Au cours des dernières années, il apparaît que l'emploi des mines antipersonnel est globalement sur le déclin, la production a chuté énormément, le commerce s'est arrêté presque complètement, les stocks sont rapidement détruits, le financement pour les programmes d'action contre les mines est en hausse, tandis que le nombre de victimes des mines dans certains des Etats les plus affectés a beaucoup baissé. Un certain nombre d'Etats non Parties et non signataires du Traité d'interdiction des mines adoptent des mesures vers l'élimination des mines antipersonnel et l'adhésion au Traité d'interdiction.

Il faut aussi souligner qu'il n'y a pas de preuve tangible et vérifiable d'aucun Etat Partie ayant violé les interdictions du Traité d'interdiction des mines, celles qui interdisent l'emploi, la production et le transfert. Parmi les développements notables depuis le Rapport 1999 de l'Observatoire des Mines, l'établissement du programme de travail du Groupe Permanent d'Experts intersessionnel qui a pour but de promouvoir la mise en oeuvre pleine et effective du Traité d'interdiction des mines.

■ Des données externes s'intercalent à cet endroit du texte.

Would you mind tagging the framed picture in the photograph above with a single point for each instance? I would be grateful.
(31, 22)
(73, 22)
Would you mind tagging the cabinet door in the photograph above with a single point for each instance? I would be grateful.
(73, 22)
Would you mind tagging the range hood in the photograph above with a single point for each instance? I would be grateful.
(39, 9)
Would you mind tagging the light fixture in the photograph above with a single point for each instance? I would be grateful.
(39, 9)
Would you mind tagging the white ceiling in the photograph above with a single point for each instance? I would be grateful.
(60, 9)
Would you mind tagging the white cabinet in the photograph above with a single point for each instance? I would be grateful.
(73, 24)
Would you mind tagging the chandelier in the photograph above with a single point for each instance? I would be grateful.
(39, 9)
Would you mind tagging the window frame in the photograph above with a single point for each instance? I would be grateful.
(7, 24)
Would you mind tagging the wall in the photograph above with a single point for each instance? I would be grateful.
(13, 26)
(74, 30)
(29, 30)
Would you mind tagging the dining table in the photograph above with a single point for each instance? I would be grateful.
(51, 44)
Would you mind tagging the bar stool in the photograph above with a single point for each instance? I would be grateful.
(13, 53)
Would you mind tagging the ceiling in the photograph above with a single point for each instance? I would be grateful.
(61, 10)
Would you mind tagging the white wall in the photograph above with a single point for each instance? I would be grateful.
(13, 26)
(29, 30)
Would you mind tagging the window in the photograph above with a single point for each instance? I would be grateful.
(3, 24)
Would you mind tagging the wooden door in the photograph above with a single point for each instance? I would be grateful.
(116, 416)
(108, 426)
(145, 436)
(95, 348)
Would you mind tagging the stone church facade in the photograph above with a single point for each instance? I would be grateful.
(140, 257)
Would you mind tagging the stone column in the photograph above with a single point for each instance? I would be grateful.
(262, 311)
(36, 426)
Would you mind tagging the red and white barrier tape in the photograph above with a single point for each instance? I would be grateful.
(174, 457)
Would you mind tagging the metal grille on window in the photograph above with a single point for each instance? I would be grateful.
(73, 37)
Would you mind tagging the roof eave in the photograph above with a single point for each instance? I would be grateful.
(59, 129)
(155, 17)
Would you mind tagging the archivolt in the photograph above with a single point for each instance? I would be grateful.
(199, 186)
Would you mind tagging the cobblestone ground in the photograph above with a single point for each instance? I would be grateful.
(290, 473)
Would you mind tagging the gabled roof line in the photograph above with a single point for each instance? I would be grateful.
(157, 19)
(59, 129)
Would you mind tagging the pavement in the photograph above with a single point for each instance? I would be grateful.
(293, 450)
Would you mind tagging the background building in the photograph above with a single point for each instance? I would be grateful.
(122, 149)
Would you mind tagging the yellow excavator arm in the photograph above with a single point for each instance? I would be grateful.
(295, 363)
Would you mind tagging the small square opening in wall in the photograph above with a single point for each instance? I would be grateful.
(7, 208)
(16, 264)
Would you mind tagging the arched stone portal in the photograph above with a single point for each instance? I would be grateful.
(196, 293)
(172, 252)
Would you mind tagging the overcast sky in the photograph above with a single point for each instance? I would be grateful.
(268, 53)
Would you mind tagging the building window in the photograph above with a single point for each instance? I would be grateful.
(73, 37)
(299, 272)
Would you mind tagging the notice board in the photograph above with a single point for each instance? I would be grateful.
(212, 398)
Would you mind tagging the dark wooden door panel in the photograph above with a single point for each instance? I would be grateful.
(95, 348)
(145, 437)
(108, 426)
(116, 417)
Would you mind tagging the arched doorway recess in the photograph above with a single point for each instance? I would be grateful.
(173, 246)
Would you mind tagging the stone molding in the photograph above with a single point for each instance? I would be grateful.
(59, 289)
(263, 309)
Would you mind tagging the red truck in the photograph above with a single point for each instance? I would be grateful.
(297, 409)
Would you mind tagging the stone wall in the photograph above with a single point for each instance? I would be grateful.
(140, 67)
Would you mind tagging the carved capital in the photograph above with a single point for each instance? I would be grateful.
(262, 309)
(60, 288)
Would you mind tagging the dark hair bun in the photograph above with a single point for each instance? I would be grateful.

D'un autre côté, parmi les développements les plus déplorables depuis le Rapport 1999 de l'Observatoire des Mines on note : (1) l'emploi intensif des mines antipersonnel dans les conflits en Tchétchénie et au Kosovo, en particulier par les forces russes et yougoslaves, et (2) la poursuite de l'emploi des mines antipersonnel par l'Angola signataire du Traité, et l'usage probable de mines antipersonnel par le Burundi et le Soudan, également signataires du Traité. Dans la période que couvre le rapport, il y a eu emploi des mines antipersonnel dans trois autres conflits : Tchétchénie/Daguestan, Cachemire et Philippines. En raison de l'emploi à grande échelle des mines antipersonnel par des pays non signataires du Traité d'interdiction des mines dans les nouveaux conflits en Tchétchénie et en Yougoslavie/Kosovo, il est certain qu'il y a eu davantage de mines antipersonnel disséminées au cours de cette période de recherche que pendant la période précédente.

Les ressources allouées aux programmes d'action contre les mines, comprenant les activités de déminage, de sensibilisation aux dangers des mines et d'assistance aux victimes, demeurent insuffisantes. A l'heure où il existe un risque que la communauté internationale détourne son attention afin de traiter d'autres questions, il est au contraire nécessaire de redoubler d'efforts pour enlever les mines plus rapidement et mieux répondre aux besoins des victimes des mines et des communautés affectées par ces armes.